In our story tonight, Simon’s mother-in-law was healed in contravention of the religious law of the day because Jesus healed on the Sabbath.  In so doing, Jesus demonstrated that any law that precludes or hinders healing is not a good law.  Mark surely did not intend for liberals and conservatives to wrangle for centuries over whether or not Simon’s wife’s mother, and others like her, was healed supernaturally or if Jesus really performed miracles.  Rather, Mark wanted to encourage us, living as people in and under the reign of God, we who have experienced the healing grace of God in our lives, to awaken and effect miracles in our own time.  “The whole city was gathered at the door where Jesus was healing,” Mark wrote.  That is still true today.  There is such great need for healing and hope.  
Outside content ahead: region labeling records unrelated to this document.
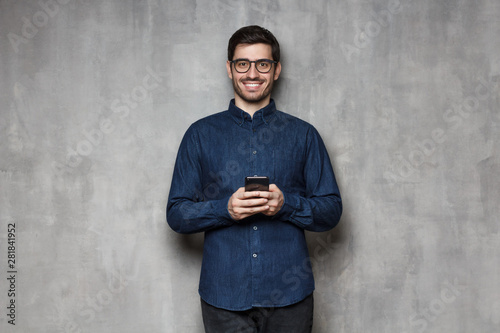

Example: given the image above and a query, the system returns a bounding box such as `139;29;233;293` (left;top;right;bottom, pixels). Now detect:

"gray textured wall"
0;0;500;333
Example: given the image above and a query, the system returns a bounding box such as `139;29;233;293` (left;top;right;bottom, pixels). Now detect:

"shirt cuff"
214;197;236;226
273;193;300;221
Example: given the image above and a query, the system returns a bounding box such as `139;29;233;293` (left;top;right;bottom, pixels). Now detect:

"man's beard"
232;79;274;103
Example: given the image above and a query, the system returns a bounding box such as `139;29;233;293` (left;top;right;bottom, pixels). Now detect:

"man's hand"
227;184;284;221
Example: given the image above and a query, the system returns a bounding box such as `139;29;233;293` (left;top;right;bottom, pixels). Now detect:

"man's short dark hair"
227;25;280;61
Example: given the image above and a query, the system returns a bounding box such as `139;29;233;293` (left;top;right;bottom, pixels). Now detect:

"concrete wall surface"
0;0;500;333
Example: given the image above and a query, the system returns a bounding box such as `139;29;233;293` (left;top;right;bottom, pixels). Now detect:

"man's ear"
274;62;281;81
226;60;233;80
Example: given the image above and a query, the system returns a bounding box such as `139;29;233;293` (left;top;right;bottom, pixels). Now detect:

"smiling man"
167;26;342;333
Mark tells us that “Jesus came and took Simon’s mother-in-law by the hand and lifted her up.  Then the fever left her, and she began to serve them.”  The word translated as “lifted up” can also be interpreted as “raised up.”  It is the same word that is used about the resurrection of Jesus when it is said of him that he is risen.  What Mark really is writing about in his gospel is the raised up life, the resurrection life, the risen life that comes on the wings of the reign of God.  

And, did you notice, once we have experienced the reign of God in any of its healing or liberating ways, we are to pass it on, to embrace it, to go to work on its behalf.  Simon’s mother-in-law, once she was raised up, what did she do?  She began raising up others, seeking the benefits of the reign of God for her larger human family.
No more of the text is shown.